Si la Sanidad Pública en Ceuta y Melilla está hecha unos zorros no es por casualidad. A esa conclusión parecen haber llegado el Sindicato Médico de Ceuta y su hermano de Melilla, reunidos este fin de semana en la ciudad hermana. Así han acordado establecer un programa de acción para tratar de ponerle freno al deterioro de la atención al paciente a sus propias condiciones laborales y más allá tratar de llevar la calidad de esa atención sanitaria a los niveles propios de España. Hoy la consideran, los propios médicos, “tercermundista”. Entre los 6 puntos fijados en la estrategia a seguir, destaca uno, por ponerle un número rotundo al problema: 1.000 millones de euros de deuda histórica.

“Exigir al Gobierno de España que salde la deuda histórica que mantiene con la sanidad ceutí y melillense, y que ya rebasa ampliamente los 1.000 millones de euros, condición imprescindible para iniciar la solución del problema”, recoge el comunicado conjunto emitido este domingo por ambos sindicatos en el apartado de “acciones estratégicas” a desarrollar de modo conjunto.

Más allá de reclamar dinero, ambos sindicatos contemplan otra medida que no estará exenta de polémica si la llevan a cabo realmente:

“Exigir responsabilidades legales al Gobierno de la Nación, ya que la situación sanitaria producto de su indolencia genera, por un lado, riesgos par ala seguridad del paciente, por otro, quebranto de la seguridad jurídica de los trabajadores, fundamentalmente de los médicos, que están obligados a trabajar en condiciones tercermundistas, pero a los que se les exigen resultados sanitarios de primer nivel, imposibles de alcanzar con los medios disponibles. Nuevamente, los equipos jurídicos de ambas organizaciones, estudiarán las medidas a ejecutar”, recoge el comunicado.

Pedirán más personal en todas las categorías para adecuar el ratio de pacientes por especialista sanitario a los estándares europeos, teniendo en cuenta la población real atendida y no sólo la censada y además quieren que se garantice su fijeza, tanto de interinos como de eventuales, algo en lo que pondrán a trabajar a los servicios jurídicos.

Junto con la reclamación judicial o no de medidas concretas, ambos sindicatos han acordado otras dos medidas destinadas a divulgar la realidad de la sanidad pública en Ceuta y Melilla.

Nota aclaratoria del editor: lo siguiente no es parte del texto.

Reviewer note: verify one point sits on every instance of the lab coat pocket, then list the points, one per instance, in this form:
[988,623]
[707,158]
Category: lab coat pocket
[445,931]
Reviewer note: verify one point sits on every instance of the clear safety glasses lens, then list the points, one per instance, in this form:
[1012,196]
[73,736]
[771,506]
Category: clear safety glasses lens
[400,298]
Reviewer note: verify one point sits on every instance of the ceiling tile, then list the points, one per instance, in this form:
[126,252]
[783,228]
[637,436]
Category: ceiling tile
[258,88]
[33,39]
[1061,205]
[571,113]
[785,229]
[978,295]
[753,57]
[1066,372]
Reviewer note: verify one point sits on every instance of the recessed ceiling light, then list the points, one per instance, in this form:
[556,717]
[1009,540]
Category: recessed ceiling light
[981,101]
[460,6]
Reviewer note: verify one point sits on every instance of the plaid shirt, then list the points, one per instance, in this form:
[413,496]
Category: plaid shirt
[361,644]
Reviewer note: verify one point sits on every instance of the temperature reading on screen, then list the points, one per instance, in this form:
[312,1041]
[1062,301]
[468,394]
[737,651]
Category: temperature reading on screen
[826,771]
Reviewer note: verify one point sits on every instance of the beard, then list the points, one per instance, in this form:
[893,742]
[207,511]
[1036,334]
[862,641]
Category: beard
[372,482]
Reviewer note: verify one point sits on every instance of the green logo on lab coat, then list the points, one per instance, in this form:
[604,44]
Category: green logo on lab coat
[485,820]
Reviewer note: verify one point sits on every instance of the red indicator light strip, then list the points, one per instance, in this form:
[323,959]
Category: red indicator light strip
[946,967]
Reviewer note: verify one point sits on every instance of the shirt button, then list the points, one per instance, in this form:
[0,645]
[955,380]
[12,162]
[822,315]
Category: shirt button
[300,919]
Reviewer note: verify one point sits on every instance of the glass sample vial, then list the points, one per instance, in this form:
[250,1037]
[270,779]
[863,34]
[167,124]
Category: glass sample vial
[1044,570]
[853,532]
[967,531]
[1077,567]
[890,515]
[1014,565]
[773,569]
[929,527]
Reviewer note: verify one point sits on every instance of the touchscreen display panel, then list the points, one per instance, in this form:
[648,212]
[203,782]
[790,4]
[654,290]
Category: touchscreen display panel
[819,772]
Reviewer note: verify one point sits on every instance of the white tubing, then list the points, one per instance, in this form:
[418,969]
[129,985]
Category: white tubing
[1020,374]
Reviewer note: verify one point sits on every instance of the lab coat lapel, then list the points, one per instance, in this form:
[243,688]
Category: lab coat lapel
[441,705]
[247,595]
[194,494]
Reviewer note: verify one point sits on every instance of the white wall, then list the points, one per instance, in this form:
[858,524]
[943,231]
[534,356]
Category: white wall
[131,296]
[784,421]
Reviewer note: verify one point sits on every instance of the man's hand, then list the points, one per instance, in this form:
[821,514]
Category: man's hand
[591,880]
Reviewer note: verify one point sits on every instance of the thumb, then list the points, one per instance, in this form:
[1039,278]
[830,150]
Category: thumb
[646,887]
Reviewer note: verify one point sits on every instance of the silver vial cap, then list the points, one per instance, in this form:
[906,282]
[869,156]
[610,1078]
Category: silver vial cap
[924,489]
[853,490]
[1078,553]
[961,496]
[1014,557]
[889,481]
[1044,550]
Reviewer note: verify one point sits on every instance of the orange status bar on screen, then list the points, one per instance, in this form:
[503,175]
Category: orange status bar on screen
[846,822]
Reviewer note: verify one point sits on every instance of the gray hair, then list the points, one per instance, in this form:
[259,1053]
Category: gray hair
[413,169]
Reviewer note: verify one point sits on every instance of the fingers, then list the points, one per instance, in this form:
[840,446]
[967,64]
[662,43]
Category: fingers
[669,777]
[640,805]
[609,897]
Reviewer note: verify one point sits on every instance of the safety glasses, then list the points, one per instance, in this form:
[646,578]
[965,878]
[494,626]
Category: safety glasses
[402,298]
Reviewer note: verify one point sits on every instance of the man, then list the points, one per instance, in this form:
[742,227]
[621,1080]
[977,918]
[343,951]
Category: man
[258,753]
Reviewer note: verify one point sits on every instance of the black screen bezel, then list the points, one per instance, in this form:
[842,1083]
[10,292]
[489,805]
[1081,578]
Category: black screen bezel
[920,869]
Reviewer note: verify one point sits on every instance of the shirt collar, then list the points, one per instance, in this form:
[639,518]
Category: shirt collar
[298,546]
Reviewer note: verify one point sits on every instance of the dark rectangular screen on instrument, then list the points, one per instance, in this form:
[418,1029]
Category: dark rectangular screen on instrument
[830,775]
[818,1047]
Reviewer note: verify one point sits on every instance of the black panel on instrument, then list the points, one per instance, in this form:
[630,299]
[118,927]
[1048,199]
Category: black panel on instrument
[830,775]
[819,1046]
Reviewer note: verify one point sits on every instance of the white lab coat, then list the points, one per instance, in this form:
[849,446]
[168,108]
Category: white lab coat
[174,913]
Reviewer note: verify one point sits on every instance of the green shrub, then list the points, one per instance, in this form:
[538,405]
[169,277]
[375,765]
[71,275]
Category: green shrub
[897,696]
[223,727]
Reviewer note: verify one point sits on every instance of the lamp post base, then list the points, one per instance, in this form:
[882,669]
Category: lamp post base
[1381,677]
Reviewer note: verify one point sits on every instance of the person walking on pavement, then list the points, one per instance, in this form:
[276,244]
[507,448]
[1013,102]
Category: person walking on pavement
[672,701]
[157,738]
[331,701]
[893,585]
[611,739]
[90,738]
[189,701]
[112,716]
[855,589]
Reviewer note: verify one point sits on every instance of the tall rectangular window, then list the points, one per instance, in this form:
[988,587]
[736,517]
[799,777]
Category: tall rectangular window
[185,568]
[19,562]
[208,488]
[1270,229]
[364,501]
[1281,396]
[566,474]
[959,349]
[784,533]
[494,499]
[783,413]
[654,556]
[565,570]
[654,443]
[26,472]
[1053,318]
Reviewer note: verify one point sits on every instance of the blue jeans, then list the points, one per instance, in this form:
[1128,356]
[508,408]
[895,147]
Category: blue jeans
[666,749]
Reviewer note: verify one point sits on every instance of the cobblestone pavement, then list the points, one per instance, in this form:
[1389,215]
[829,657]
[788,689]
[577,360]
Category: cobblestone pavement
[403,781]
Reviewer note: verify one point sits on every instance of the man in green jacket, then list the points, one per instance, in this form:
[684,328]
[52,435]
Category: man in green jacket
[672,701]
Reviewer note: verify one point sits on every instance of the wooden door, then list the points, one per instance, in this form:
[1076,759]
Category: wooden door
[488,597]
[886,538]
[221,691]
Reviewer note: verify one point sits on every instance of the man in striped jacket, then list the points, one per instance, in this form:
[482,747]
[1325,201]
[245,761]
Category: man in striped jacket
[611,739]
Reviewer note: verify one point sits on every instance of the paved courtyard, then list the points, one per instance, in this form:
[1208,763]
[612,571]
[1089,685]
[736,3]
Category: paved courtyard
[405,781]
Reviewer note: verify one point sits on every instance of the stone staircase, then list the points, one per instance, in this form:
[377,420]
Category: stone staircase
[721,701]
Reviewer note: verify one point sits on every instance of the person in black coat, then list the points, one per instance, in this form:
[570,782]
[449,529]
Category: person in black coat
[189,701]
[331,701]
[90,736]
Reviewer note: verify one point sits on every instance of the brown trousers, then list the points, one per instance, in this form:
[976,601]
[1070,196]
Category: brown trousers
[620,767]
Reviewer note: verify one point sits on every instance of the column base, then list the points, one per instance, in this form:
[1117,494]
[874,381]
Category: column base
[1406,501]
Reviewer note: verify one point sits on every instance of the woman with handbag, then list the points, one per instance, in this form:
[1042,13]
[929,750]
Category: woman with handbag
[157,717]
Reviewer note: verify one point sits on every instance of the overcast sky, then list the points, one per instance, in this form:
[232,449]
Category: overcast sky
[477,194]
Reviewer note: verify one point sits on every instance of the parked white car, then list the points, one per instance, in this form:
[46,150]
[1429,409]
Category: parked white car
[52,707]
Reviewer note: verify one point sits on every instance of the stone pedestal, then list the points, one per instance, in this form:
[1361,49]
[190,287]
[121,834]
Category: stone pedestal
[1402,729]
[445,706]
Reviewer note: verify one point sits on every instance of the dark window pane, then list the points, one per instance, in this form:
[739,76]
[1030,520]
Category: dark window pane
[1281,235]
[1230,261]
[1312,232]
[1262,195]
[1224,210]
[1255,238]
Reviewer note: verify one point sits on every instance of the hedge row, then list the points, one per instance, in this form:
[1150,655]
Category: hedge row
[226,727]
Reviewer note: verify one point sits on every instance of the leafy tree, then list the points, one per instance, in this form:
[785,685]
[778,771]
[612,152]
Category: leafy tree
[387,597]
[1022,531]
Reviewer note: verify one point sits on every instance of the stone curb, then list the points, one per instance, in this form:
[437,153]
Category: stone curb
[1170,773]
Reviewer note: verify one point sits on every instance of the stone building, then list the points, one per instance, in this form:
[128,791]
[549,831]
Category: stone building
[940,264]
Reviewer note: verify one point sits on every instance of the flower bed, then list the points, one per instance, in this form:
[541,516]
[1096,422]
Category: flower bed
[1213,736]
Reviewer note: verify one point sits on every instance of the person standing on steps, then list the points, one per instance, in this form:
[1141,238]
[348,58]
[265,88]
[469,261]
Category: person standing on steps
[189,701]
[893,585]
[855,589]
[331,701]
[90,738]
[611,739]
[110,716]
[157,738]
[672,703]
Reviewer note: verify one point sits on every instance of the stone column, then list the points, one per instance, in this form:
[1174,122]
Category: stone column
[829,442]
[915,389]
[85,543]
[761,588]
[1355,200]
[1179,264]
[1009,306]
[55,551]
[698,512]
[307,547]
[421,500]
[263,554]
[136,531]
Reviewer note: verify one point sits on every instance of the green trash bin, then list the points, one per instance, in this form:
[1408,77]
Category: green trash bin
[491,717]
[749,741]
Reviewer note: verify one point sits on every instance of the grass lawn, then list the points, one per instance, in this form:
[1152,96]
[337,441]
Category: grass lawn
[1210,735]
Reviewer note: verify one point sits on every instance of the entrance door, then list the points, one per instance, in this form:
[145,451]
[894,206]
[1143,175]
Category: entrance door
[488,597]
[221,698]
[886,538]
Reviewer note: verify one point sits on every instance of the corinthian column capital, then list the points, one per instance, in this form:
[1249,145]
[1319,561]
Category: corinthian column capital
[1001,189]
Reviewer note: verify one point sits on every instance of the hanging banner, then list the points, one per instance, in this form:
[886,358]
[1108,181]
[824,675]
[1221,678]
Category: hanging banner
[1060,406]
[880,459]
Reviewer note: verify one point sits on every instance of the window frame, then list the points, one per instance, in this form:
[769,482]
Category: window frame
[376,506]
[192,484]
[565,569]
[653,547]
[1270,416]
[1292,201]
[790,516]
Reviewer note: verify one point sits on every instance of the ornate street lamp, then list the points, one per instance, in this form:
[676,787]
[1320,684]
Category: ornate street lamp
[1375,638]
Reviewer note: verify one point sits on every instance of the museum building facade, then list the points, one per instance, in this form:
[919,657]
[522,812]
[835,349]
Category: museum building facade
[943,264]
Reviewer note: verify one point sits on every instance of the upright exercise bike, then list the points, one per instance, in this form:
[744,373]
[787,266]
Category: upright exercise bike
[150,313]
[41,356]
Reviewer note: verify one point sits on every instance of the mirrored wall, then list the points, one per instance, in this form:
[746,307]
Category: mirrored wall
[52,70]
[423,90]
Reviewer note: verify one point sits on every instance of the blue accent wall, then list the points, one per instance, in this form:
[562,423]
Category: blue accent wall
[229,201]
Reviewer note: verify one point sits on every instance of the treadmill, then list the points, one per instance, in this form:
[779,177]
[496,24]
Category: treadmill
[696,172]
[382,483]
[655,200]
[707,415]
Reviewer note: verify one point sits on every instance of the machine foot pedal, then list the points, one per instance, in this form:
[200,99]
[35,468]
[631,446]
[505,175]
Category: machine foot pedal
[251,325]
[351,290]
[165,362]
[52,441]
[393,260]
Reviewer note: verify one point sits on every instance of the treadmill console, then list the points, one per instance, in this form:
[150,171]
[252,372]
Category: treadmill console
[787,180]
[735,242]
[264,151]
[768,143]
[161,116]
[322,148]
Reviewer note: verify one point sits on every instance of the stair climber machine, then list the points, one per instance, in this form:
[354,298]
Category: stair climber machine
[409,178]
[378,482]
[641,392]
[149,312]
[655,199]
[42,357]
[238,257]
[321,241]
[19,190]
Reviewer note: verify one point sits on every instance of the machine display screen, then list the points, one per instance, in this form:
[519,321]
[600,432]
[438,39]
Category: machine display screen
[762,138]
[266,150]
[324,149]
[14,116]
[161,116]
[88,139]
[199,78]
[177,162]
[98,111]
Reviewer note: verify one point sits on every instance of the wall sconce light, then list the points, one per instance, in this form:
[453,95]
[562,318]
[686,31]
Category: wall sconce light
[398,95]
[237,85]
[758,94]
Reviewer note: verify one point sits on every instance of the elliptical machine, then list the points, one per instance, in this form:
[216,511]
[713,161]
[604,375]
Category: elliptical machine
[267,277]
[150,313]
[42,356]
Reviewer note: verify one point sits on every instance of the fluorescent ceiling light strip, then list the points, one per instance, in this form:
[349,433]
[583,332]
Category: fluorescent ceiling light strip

Por un lado crearán “una comisión bilateral, integrada por facultativos de ambas ciudades autónomas, cuyo único objetivo sea la interlocución con actores sociales y políticos nacionales e internacionales en aras de difundir el penoso marco sanitario conjunto”.

Y de otro se han marcado como acción estratégica “establecer un programa para la visualización de la grave situación asistencial de ambas ciudades, tanto en el territorio peninsular como más allá de nuestras fronteras”.

Crítica a los “pacientes” ceutíes y melillenses

Y es que entre las conclusiones alcanzadas durante la visita a Melilla del secretario general del Sindicato Médico de Ceuta, Abdelghani El Amrani, figura un golpe directo a la Administración política:

“Mostrar nuevamente nuestra preocupación por la desidia con la que el Gobierno español trata la realidad sanitaria de ambas ciudades autónomas”.

Sí, lo habitual, pero otro directo a la desidia o resignación con la que parece asumir la población de ambas ciudades el deterioro constante y paulatino de su calidad asistencial:

“Manifestar su honda desazón por la renuncia de la ciudadanía ceutí y melillense a ejercer un derecho tan trascendental, como el de la exigencia pública a los gobernantes de los sucesivos gobiernos españoles, de garantizar una sanidad digna. Con envidia observamos como en otras regiones de España, que gozan de una sanidad mucho mejor financiada y organizada, los ciudadanos se manifiestan públicamente exigiendo mejoras”.

Tres patas para la culpa de la situación: desidia del Gobierno Central, desidia ciudadana por falta reivindicativa e indolencia a su vez de los representantes políticos locales:

“Expresar nuestra pesadumbre por la inexistencia de presión política por parte de los diferentes grupos políticos de ambas Asambleas autonómicas, hacia el Gobierno Central, para intentar mejorar los recursos humanos, estructurales y funcionales de nuestras áreas sanitarias, independientemente de que la competencia esté o no transferida”.